Functional traits have been proposed as a “holy grail” to connect community composition and ecosystem function across scales and time, especially in the face of multiple global change drivers. Much progress has been made on understanding how traits respond to environmental changes and impact function, but it is still not clear how environmental context and interspecific interactions can modify the aggregate trait composition of the community (i.e. the percent nitrogen of all plant tissues combined). Without knowing the magnitude that species interactions or environmental context alter the community’s functional composition, we will not be able to make robust predictions about future community composition or function. Here, we examine how environmental context and interspecific interactions impact the aggregate community trait value. Specifically, we quantify how plant tissue nitrogen, measured on the aboveground biomass of all plant species in a local community, is affected by elevated CO2 and nitrogen fertilization in both monocultures and mixtures of 16 grassland plant species, utilizing data from a 20-year experiment (BioCON) at Cedar Creek Ecosystem Science Reserve, Minnesota, USA. We analyzed our data using Generalized Diversity-Interaction models which allow us to determine how species identity, species interactions, and environmental context affect aboveground tissue nitrogen.
Results/Conclusions
Both species interactions and abiotic environmental context modified community tissue percent nitrogen.
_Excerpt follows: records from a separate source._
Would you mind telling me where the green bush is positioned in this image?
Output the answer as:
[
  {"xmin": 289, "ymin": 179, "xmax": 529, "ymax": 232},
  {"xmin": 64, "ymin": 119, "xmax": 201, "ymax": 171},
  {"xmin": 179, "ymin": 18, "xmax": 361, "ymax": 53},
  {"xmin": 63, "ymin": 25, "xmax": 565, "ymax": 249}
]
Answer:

The best model included species identity effects, diversity effects, diversity effects modified by environmental context, and year-to-year variation. Specifically, nitrogen addition increased community tissue nitrogen whereas elevated CO2 had little impact. Further, interspecific interactions decreased community tissue nitrogen by almost double the amount that nitrogen addition increased these values. The year-to-year variation ranged from almost no effect to about the same effect as increasing richness and was not readily explained by yearly temperature differences, precipitation differences, or biomass production. Overall, our results suggest that it is necessary to consider both interspecific interactions and environmental context when estimating community trait values. Without considering both of these aspects we may be over- or under-estimating community trait values when we use community weighted means to characterize communities from average traits collected in monocultures and under different environmental conditions.